The technology gives us the potential “not only to identify cancer more accurately, but also to distinguish between tumours that are likely to recur and those that are not,” he says.
More broadly, technology has helped oncology like no other medical subsector. “It’s remarkable how much progress has been made. It hasn’t been fast enough, of course, but the advances are real,” Adjei says.
A glass half-full
It is also notable how the private hospitals in Britain are using technology to help treat cancer.
Within the past few months, the Royal Marsden Private Care became the first in the UK to treat multiple myeloma patients with CAR-T cell therapy, outside of clinical trials; Nuffield Health said that it intended to invest in women’s health and breast cancer diagnostics, beginning the rollout of the latest mammography technology in its hospitals in Cheltenham and Chester, and with Wessex, Cardiff Vale and Oxford hospitals set to follow over the summer; and Cleveland Clinic London is to construct an 81,000-square-foot cancer centre at 40 Grosvenor Place in Belgravia, London, to expand its cancer services.

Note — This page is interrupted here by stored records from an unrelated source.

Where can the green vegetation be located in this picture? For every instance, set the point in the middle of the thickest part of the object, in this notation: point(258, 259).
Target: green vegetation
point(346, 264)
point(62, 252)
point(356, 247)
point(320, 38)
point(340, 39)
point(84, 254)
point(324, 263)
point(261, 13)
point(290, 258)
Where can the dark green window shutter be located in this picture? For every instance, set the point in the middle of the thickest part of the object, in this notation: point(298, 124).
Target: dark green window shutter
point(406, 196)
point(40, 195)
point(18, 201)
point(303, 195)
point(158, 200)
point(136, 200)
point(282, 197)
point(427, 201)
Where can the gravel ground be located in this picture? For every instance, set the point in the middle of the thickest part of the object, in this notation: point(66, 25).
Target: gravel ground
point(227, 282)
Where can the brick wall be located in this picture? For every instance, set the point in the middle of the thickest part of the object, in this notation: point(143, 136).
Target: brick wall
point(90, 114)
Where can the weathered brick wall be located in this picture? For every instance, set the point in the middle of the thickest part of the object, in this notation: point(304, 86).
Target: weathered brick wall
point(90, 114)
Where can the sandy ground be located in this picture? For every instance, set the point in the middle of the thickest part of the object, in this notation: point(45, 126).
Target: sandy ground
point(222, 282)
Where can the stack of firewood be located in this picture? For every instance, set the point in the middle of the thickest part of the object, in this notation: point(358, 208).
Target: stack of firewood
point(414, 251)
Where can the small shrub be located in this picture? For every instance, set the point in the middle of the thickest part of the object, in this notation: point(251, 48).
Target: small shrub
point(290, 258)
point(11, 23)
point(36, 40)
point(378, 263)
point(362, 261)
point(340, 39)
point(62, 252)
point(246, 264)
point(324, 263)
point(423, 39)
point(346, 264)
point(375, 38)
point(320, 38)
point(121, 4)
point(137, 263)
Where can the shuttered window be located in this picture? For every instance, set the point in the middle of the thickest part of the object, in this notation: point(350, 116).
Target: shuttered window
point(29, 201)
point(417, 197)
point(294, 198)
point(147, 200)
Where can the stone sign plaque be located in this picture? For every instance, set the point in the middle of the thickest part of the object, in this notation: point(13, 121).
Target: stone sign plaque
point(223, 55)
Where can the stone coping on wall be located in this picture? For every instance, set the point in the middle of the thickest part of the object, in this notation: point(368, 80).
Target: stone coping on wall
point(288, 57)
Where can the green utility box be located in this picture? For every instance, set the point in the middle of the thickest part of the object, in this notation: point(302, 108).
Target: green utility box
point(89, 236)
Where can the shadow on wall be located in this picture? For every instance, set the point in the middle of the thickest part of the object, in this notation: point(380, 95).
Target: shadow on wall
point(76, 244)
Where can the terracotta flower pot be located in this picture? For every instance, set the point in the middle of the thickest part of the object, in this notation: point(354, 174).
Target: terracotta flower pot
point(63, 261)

The fight has been picked up by the government as well.
In the summer, it said that women in England who haven’t come forward for vital health checks will be offered home-testing kits as part of the cervical screening programme under the upcoming 10 Year Health Plan.
At the same time, NHS patients will be the first in Europe to benefit from a new non-invasive liver cancer treatment which uses ultrasound technology to destroy tumours without surgery.
“Whether you see the glass as half-full or half-empty depends on your perspective, but overall, I think the fight against cancer is a story of real, measurable progress,” Adjei says.